December 13, 2018
History of the Twelve Days of Christmas Clock


The Twelve Days of Christmas Clock is one of a kind.

Designed and handcrafted for NorthPark Center, the artwork was inspired by historic animated clock towers in Europe, such as the Rathaus-Glockenspiel in Munich.

The “12 Day Clock,” as its creators and caretakers dubbed it, was exhibited at NorthPark every holiday season from 1979 through 2006. Under the guidance of owners Nancy Nasher and David Haemisegger, the clock returns from a temporary retirement fully refurbished and re-engineered for the 2018 season.
 

A throwback photo of the Twelve Days of Christmas Clock

The 28-foot music box owes its existence to former President Jimmy Carter’s call for conservation during the oil shortages of the 1970s. In an effort to comply, Patsy and Raymond Nasher asked display contractor William “Bill” Reed to come up with some ideas for holiday decorations that didn’t require felling trees and festooning them with thousands of lights.

The couple, who opened NorthPark in 1965, were committed to elevated aesthetics throughout the property.

“The Nashers really wanted art,” explains Sally Dillon, who led the Christmas clock project as art director at Bill Reed Decorations. “They were enthusiastic about doing really different things.”

Reed, Dillon and a team of designers dreamed up the Christmas clock in a brainstorming session. They sought inspiration by researching glockenspiels, folk-art toys and classic German pyramids with spinning nativity figures.
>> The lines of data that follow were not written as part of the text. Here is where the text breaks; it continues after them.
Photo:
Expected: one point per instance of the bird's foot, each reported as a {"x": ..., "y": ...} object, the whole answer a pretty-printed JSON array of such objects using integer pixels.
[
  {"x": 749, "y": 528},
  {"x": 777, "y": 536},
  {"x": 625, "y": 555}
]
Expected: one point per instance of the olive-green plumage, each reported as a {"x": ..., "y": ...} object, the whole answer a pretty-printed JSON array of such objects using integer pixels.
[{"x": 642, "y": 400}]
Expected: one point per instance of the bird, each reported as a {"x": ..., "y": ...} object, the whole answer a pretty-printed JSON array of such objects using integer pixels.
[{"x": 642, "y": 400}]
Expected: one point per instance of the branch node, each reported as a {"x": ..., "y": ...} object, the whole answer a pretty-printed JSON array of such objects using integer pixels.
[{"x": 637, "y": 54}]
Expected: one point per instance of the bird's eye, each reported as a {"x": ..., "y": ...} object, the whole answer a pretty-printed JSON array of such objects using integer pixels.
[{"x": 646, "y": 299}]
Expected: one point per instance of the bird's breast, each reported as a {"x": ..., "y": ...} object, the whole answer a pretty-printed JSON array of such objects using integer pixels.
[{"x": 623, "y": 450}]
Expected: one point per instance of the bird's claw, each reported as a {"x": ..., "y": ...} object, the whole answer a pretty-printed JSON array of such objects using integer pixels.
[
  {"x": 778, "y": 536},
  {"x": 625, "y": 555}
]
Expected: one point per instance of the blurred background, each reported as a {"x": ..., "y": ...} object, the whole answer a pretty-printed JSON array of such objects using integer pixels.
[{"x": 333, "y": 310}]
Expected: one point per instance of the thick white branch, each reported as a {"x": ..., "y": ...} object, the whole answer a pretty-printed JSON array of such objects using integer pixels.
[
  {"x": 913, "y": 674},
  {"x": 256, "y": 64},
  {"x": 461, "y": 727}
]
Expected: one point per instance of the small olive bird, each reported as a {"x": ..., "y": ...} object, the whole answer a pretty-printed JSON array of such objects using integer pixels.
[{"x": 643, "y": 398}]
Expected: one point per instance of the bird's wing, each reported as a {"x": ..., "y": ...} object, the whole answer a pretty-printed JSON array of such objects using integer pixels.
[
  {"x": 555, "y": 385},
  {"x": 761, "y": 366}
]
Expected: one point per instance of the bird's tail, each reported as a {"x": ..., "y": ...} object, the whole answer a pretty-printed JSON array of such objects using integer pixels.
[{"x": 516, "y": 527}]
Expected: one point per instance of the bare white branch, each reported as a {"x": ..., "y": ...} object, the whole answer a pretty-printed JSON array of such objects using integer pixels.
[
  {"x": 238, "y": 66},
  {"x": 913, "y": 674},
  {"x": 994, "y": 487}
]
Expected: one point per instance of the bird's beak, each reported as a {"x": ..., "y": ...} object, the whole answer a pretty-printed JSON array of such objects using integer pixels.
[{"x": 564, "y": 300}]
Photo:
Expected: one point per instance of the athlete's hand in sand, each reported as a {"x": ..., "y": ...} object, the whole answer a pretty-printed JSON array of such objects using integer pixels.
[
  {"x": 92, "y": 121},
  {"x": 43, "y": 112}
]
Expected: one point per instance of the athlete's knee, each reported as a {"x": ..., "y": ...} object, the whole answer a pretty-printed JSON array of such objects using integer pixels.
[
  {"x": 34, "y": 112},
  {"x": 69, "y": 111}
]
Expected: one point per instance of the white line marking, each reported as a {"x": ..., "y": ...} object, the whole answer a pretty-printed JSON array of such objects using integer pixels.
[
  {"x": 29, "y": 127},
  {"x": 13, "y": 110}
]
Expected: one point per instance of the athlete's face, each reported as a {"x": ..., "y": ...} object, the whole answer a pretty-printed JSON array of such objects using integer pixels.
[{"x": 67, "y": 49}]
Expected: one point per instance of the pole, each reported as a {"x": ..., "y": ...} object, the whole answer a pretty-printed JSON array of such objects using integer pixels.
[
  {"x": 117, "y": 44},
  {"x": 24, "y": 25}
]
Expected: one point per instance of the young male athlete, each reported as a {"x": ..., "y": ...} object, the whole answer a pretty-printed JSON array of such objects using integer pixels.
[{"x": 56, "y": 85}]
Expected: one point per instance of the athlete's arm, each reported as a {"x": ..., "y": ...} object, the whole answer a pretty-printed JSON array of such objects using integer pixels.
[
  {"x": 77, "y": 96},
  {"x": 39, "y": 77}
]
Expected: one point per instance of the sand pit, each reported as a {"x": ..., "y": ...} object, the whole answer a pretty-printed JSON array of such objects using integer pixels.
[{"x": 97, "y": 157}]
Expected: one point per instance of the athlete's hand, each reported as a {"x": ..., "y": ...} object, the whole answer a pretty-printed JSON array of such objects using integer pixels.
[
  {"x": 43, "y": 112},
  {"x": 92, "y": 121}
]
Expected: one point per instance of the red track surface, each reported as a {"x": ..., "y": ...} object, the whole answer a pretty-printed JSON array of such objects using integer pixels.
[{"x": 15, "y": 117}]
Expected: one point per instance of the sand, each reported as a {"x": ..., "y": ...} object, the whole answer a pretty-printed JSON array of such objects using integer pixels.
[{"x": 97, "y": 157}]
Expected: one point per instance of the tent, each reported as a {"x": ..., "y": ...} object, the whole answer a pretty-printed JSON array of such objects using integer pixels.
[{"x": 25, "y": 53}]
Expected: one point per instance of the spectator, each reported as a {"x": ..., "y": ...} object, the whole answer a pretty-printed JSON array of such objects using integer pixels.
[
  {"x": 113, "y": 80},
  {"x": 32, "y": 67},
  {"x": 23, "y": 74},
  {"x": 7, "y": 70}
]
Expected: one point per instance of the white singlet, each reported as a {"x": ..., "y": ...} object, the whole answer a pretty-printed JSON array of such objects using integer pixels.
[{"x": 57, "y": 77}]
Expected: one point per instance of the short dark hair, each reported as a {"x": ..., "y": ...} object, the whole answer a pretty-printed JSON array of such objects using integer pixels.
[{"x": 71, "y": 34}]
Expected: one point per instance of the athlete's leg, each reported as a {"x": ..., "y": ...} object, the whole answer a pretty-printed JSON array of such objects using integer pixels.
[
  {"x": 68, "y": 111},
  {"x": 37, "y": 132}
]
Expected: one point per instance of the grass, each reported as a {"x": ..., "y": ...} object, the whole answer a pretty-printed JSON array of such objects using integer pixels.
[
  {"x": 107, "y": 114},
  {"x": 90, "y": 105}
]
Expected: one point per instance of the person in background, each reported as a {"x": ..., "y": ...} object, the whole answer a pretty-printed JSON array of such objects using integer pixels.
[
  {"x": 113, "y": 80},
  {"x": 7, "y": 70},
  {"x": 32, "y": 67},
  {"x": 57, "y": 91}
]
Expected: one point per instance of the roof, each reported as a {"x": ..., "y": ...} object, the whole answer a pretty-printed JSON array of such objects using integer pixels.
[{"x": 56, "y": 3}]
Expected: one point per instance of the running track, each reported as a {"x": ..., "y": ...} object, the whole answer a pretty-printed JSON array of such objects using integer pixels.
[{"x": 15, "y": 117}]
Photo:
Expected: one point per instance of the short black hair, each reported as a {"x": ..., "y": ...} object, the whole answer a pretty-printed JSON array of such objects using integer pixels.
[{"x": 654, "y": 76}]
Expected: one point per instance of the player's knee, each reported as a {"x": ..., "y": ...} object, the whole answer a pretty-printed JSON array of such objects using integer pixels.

The models in the Christmas clock resemble a colorful amalgam of traditional wooden pull-string toys and the simple graphics of children’s coloring books.
 


“As much as we could we based them on toys that people would recognize,” Dillon recalls. “The characters are dimensional in layers. Rather than a goose being round and three dimensional, it’s like a flat cutout with a wing and a beak applied to it. We wanted it to look like original art.”

It took about a year for a team of 20 to design and construct the tower of inter-wired cabinets.

The woodwork in contrasting colors and tones – redwood, birch, cherry, cedar, mahogany – lends depth and artistry.

The clock’s original Twelve Days of Christmas carol was recorded onto a reel-to-reel tape recorder from a Firestone promotional vinyl album – along with a few pops and crackles. It was subsequently transferred to cassette and later to CD. A separate track of musical tones triggered the animation of each vignette, such as the kissing turtle doves and the doors opening in correspondence to the lyrics.
 


With the renovation, different renditions of the 18th century English Christmas carol plays on digital equipment, and software controls the animation.

Theatrical lighting designer Dall Brown worked on the original automation and handled the 2018 update. The old mechanical stepping switches still worked after he cleaned the contacts, but the new electronics are more reliable, ensuring that the Christmas clock can be enjoyed for years to come.

Enjoy the magic of the Twelve Days of Christmas Clock on Level One in Dillard’s Court every 15 minutes.